Bob Kolasky, SVP pour les infrastructures critiques d'Exiger et ancien directeur adjoint du CISA (équivalent de l’Anssi aux Etats-Unis), a expliqué que l'exercice montrait que les technologies émergentes pouvaient changer la donne en matière de gestion des risques pour les systèmes complexes et interdépendants. « Les laboratoires nationaux, comme l’Argonne, apportent une modélisation pointue, des données synthétiques et une grande puissance de calcul pour soutenir les infrastructures critiques. Cela permettra d'améliorer l'IA et il sera important de tester comment l'IA est appliquée dans le cadre de concepts opérationnels », a-t-il encore déclaré, ajoutant que « ce test de l'OTAN sur application de l'IA aux infrastructures critiques est passionnant ».

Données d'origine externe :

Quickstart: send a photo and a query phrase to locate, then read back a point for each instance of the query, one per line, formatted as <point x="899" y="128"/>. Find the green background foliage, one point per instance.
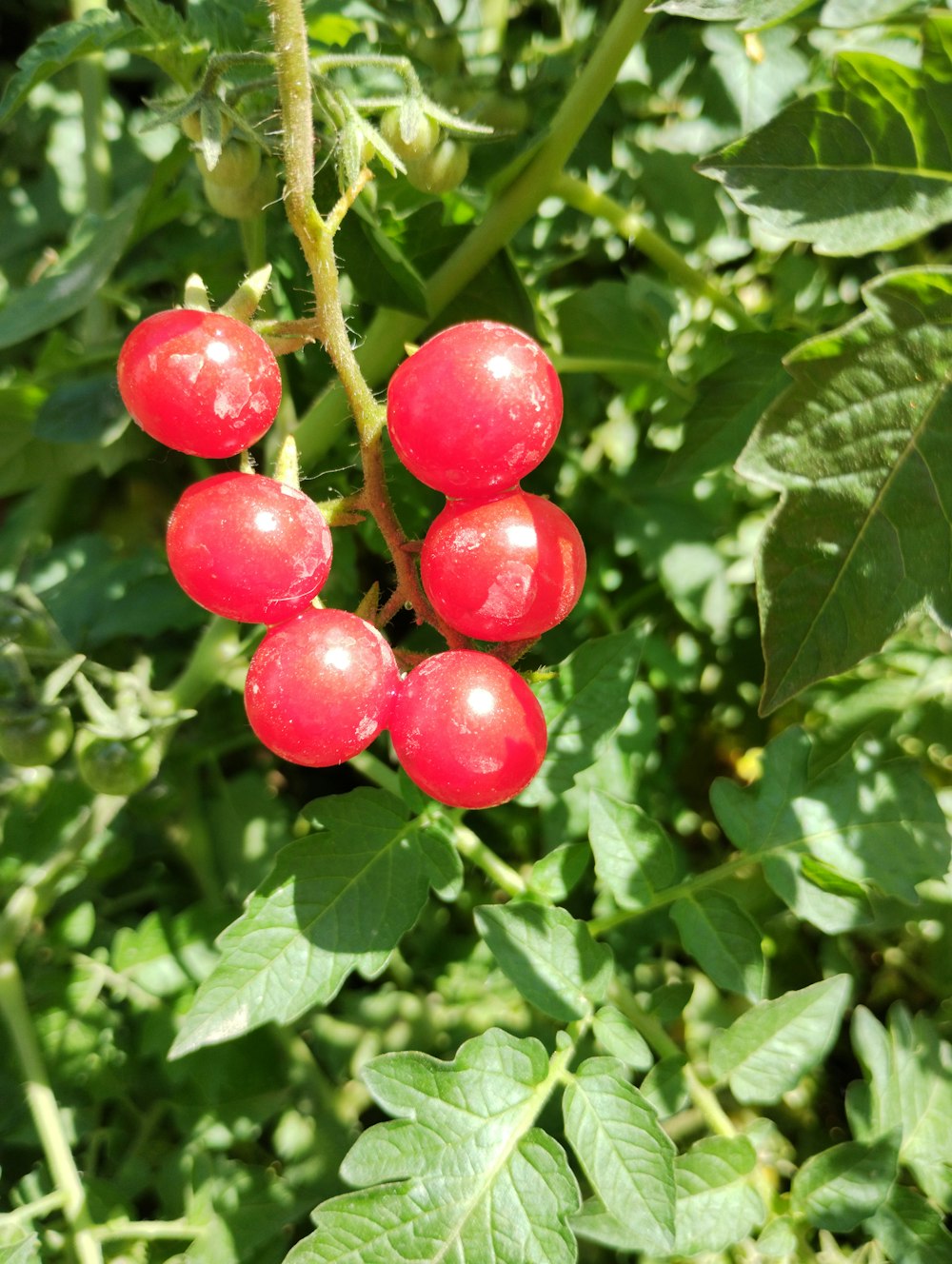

L’IA, un défenseur bientôt essentiel
L'intelligence autonome/artificielle peut jouer un rôle important dans la sécurisation des infrastructures critiques et la lutte contre les cybermenaces complexes auxquelles ces systèmes sont confrontés. « L'IA est absolument nécessaire pour détecter les menaces contre les infrastructures critiques, à charge, ensuite, de convenir des actions de réponse pouvant être automatisées pour contenir, éradiquer ou prévenir la menace plus large », a expliqué Martin Riley, directeur des services de sécurité managés de l’entreprise de cybersécurité Bridewell. « La nécessité vient du changement constant de l'infrastructure utilisée par les cybercriminels et des modifications légères ou globales de leurs comportements ».
Bridewell dispose de sa propre équipe de recherche et de renseignement qui suit activement les adversaires, leur infrastructure et leurs comportements, tout en utilisant l'IA. « Le coût de cette recherche et de ces renseignements est important. Par contre, un modèle généré par l'IA diminue ce coût tout en augmentant la maturation, réduisant par conséquent le risque », a ajouté M. Riley. « La réalité est que les fonctions critiques sont généralement basées sur un réseau complexe de dépendances et d'interdépendances qui sont gérées en grande partie par des moyens numériques », a encore déclaré M. Kolasky. « Il est impossible pour les humains seuls de comprendre ces complexités et ces points d'attaque. L'IA va permettre d'accroître l'efficacité et l'efficience de la surveillance des risques et, au final, d’atténuer les risques et de rendre les systèmes plus résilients ».